We successfully represented the English administrator of a cross-border estate in a matter which concerned itself with the question:
Should an Irish court prevent the transfer of the assets of the ancillary administration of a deceased’s estate (in Ireland) to the principal administration of his estate (in England), where he had lived and worked?
This issue had not previously been addressed by the Irish courts and Mr Justice Twomey’s decision of 3 June 2021 represents a landmark judgment, albeit in a niche area of law.
Factually, the matter involved a testator who died domiciled in England in 2017 having executed two wills. The first will, the Irish will, dealt exclusively with his property in Ireland and his second will, the English will, disposed of his property in England. The English estate was insolvent and therefore the English creditors were unlikely to be fully paid if they were to have recourse only to the English assets. The Irish estate, on the other hand, had few, if any creditors and the Irish administrator estimated the Irish estate to be worth approximately €1.14 million.
In making its decision, the High Court also had to have regard to a claim under section 117 of the Succession Act by one of the deceased’s minor children as well as the views of the Irish residuary legatee who was resisting both the section 117 claim and the transfer of Irish assets to the UK.
The matter further involved the question of limitation as the English creditors would have been statute barred in Ireland due to a short 2-year limitation period, whereas in the UK, where the limitation period is 6 years, the English creditors still had the option of pursuing various avenues to recover the debts.

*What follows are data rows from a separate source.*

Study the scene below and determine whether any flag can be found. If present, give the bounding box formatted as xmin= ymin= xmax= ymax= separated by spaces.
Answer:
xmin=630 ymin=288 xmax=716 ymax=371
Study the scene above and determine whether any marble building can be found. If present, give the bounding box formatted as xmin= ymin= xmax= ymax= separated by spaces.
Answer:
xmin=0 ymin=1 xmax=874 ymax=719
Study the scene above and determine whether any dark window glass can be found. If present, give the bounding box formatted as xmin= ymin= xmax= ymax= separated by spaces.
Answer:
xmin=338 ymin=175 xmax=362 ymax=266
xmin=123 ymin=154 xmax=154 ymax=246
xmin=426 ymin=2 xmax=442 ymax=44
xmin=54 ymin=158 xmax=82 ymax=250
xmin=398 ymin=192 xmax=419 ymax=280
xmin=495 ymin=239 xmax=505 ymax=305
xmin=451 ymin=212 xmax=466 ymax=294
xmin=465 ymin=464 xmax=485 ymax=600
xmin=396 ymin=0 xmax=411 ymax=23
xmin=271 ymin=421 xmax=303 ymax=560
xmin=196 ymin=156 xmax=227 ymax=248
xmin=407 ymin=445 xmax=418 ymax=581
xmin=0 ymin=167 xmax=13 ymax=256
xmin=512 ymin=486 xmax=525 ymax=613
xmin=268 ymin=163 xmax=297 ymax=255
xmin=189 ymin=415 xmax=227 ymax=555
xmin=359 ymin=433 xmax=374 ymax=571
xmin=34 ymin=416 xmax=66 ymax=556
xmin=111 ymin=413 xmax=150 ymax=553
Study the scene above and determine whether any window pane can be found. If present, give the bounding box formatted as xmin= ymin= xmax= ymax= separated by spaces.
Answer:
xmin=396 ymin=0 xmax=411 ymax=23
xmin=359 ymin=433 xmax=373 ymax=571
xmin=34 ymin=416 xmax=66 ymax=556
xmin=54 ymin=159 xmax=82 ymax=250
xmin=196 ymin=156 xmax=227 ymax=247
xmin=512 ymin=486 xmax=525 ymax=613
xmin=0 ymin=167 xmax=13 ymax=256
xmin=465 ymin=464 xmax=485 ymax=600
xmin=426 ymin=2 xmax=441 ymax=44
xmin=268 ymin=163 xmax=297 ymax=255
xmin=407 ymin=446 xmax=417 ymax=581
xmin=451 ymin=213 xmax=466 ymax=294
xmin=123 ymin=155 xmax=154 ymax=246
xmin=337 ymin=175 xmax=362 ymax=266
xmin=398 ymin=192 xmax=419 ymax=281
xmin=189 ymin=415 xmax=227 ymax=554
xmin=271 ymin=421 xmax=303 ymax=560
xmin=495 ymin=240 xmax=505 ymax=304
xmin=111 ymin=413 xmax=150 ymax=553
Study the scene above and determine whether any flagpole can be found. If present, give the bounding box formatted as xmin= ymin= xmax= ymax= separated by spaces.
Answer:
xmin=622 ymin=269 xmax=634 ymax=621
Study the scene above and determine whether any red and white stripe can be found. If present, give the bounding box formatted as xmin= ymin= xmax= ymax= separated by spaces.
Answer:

Having considered the representations made by the various parties, including two notice parties, and the applicable law together with principles of fairness and equity, the Court found that preventing the transfer of Irish assets to the UK would be an incorrect use of its discretion. The Court held that effectively treating the deceased’s estate as two separate estates would deny the bona fide English creditors recovery of his debts from his estate and would be inconsistent with the principle that assets of the estate must first be used to discharge monies owned to creditors before they can be distributed to any beneficiaries.